Smiths rallies in robust FTSE 100, Vodafone shares steady

08:26 , Graeme Evans

Vodafone shares are half a penny higher at 73p after the mobile phone group reported annual results in line with expectations.

The widely-held stock has fallen by 72% over the last ten years and by 43% in the last five, with its recovery held back by pressure on its largest operating division of Germany.

Richard Hunter, head of markets at Interactive Investor said: “Turning around a supertanker is never an easy task, especially when the company is in the midst of a highly competitive arena, but there are some signs that Vodafone is beginning to ring the changes.”

The FTSE 100 index has risen by 0.2% or 21.02 points to 8720.33, with Smiths Group the best performing stock after the industrial conglomerate said its 2025 revenue performance will be towards the top end of its 6-8% growth forecast.

Shares rose 28p to 2082p, alongside gains of about 1% for Lloyds Banking Group and Marks & Spencer.

Greggs backs outlook as trading conditions improve

07:36 , Graeme Evans

Greggs today reported improved trading conditions after like-for-like sales in company-managed shops rose 2.9% in the first 20 weeks of 2025.

This compares with 1.7% growth over the first nine weeks of the year.

The bakery chain added that product innovation has also played its part in the upturn, including demand for new flavours of its over-ice drinks range.

Total sales rose 7.4% to £784 million, while the outlook for cost inflation is unchanged for this year at around 6% on a like-for-like basis.

It added: “Our plans for managing the inflationary headwinds are progressing well and, whilst early in the financial year, the board's expectations for the full year outcome remain unchanged.”

Greggs opened 66 new shops and closed 46, including 21 relocations, to leave the group trading from 2638 outlets at the end of last week.

It continues to expect the net addition of 140-150 new stores in the full year.

Read more here

Vodafone sets out growth plans after two year overhaul

07:22 , Graeme Evans

Vodafone today reported annual earnings in line with guidance, with a weaker performance in Germany offset by trading in the rest of Europe and Africa.

Total revenues increased by 2% to 37.4 billion euros, with service revenues up by 5.1% on an organic basis.

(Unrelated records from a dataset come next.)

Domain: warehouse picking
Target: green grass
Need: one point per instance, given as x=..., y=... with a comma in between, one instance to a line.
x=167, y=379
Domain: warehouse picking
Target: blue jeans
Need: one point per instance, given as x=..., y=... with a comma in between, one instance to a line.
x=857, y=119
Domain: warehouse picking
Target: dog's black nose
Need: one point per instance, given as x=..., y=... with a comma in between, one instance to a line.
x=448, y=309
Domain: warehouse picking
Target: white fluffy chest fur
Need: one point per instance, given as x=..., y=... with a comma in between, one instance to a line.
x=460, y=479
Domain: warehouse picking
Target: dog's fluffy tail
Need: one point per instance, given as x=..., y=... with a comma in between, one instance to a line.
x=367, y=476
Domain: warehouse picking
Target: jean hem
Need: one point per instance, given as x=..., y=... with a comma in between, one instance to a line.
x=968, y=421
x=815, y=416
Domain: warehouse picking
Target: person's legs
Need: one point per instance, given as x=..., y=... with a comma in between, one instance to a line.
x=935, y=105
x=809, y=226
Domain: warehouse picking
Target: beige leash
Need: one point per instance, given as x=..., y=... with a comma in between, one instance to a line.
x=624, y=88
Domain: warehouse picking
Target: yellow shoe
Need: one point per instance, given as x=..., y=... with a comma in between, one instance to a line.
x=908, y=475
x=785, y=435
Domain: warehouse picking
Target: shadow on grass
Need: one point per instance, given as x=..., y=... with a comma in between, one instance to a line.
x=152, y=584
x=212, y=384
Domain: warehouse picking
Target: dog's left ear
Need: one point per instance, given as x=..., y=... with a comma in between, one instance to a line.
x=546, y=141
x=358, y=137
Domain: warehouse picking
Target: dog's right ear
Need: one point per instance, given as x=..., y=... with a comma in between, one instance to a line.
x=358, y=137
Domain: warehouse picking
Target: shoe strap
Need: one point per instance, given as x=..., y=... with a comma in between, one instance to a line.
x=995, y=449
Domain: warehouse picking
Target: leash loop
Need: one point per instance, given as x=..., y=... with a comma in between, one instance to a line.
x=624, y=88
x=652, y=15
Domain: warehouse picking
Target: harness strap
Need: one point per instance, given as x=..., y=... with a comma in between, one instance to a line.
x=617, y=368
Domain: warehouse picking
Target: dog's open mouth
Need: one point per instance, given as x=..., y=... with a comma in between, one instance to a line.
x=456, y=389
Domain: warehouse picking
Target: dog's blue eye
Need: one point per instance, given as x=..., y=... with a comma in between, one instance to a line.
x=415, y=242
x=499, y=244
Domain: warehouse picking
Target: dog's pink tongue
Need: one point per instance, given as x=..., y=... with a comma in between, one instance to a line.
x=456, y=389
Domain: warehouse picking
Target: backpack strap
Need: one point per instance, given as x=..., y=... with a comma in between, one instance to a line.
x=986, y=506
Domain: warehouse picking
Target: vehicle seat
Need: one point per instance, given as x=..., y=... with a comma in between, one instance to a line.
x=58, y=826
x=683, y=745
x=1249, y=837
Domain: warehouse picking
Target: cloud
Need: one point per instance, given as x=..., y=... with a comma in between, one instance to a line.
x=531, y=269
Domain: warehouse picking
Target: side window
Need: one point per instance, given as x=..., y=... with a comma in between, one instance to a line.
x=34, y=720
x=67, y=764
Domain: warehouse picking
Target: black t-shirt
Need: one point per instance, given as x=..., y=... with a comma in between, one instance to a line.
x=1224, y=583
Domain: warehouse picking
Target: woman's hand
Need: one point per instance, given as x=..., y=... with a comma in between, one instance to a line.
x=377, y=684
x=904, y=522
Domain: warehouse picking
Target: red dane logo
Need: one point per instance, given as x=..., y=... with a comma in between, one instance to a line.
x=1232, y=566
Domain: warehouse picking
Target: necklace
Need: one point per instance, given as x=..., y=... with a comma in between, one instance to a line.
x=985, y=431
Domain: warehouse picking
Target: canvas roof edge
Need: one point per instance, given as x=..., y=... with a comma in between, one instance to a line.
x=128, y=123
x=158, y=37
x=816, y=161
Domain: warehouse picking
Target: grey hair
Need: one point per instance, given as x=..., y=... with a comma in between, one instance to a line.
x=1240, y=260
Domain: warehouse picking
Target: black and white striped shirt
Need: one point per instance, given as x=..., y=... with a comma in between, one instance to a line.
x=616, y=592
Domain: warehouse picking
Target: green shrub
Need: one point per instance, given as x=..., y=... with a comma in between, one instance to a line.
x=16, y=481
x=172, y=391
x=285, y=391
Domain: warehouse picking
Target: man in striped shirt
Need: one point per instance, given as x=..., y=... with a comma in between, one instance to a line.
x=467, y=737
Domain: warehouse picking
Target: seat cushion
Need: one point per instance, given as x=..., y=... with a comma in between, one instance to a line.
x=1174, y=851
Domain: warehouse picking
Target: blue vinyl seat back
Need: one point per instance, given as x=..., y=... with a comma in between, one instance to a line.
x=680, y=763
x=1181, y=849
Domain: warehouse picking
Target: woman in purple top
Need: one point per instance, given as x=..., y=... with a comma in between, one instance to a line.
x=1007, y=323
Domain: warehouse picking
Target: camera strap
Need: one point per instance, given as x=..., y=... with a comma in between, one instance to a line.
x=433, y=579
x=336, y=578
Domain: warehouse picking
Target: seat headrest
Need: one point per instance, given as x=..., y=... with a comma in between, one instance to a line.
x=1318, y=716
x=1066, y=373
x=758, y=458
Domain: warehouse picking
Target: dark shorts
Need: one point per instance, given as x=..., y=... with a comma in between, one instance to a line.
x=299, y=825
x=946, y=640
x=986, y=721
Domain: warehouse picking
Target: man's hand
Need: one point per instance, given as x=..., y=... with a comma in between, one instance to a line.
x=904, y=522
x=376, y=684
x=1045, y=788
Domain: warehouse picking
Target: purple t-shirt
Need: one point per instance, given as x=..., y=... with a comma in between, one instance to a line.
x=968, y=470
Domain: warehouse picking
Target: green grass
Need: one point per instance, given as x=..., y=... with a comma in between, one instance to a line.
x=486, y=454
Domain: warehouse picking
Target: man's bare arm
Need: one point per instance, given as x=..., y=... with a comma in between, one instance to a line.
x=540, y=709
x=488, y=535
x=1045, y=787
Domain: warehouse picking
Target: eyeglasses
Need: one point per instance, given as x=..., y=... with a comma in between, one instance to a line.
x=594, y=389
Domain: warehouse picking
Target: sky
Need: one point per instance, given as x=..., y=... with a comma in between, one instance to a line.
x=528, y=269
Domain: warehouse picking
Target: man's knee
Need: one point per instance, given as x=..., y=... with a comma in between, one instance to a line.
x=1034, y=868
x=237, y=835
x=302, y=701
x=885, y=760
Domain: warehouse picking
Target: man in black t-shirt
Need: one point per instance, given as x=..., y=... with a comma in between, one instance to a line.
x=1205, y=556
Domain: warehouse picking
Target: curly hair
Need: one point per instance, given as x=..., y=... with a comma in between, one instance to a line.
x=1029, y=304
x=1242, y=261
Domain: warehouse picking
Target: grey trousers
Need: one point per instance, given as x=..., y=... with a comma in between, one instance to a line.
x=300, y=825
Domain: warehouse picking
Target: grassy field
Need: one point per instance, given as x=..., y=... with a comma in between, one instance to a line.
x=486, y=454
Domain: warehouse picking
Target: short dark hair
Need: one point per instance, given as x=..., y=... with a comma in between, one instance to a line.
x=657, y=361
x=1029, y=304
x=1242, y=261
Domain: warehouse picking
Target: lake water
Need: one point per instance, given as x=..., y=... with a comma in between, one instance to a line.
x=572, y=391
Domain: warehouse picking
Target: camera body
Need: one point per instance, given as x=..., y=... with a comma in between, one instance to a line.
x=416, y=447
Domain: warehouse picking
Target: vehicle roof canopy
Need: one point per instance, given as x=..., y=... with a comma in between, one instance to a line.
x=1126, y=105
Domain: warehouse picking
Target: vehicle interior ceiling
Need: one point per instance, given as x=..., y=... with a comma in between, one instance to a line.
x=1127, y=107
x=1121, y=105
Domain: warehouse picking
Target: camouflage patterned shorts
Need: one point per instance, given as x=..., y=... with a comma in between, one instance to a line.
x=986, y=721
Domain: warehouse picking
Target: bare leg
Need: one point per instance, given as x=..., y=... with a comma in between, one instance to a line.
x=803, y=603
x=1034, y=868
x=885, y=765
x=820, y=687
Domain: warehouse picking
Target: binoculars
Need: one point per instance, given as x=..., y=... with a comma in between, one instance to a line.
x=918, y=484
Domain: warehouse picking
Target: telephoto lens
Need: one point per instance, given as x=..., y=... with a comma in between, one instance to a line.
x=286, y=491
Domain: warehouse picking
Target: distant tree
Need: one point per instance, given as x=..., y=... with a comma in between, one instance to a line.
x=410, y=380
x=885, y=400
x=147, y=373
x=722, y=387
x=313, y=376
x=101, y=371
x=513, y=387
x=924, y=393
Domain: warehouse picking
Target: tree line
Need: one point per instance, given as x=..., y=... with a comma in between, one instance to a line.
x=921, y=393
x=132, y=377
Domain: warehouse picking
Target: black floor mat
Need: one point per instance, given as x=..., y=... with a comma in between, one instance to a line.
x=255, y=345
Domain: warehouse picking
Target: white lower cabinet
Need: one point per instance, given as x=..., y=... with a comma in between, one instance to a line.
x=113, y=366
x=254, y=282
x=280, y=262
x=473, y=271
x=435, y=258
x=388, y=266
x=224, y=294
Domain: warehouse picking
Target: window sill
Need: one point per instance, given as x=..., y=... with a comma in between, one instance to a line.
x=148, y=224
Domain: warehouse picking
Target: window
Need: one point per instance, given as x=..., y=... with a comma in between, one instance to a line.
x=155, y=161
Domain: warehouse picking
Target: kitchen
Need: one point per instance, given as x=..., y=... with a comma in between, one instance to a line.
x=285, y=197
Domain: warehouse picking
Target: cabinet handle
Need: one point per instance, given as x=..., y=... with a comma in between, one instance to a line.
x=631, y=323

Adjusted earnings rose by 2.5% to 10.9 billion euros, although write downs on the value of operations in Germany and Romania led to a bottom-line loss of 1.5 billion euros.

The figures follow a two-year restructuring programme, under which Vodafone has reshaped its operating footprint through the sale of businesses in Spain and Italy and its UK merger with Three.

Chief executive Margherita Della Valle today said the changes have positioned the telecoms group for “multi-year growth”.

Guidance for the current financial year points to adjusted earnings between 11 billion and 11.3 billion euros and free cash flow in the range of 2.6-2.8 billion euros.

Vodafone added: “The current macroeconomic climate presents significant uncertainties, particularly on trade and foreign exchange rates, which may impact our financial performance in the year ahead.”

As expected, Vodafone announced a total dividend for the year of 4.5 euro cents. This includes plans to pay 2.25 euro cents on 1 August.

Read more here

FTSE 100 seen higher, China rate cut boosts Asia stocks

07:01 , Graeme Evans

The FTSE 100 index is set for another positive session after US markets recovered from a weak start to close marginally higher.

The Dow Jones Industrial Average was the best performing leading US benchmark with a 0.3% rise, while the S&P 500 lifted for the sixth consecutive day.

The improvement came as stocks overcame the initial setback of ratings agency Moody’s downgrading the US from its triple-A credit rating.

Asia markets are also trading higher today, with the Shanghai Composite up 0.4% following the decision of China’s central bank to cut a key lending rate for the first time in seven months.

The Hang Seng index is 1.2% higher and the Nikkei 225 up 0.3%, while the FTSE 100 index is seen about 0.4% higher after lifting 14.75 points to 8699.31 yesterday.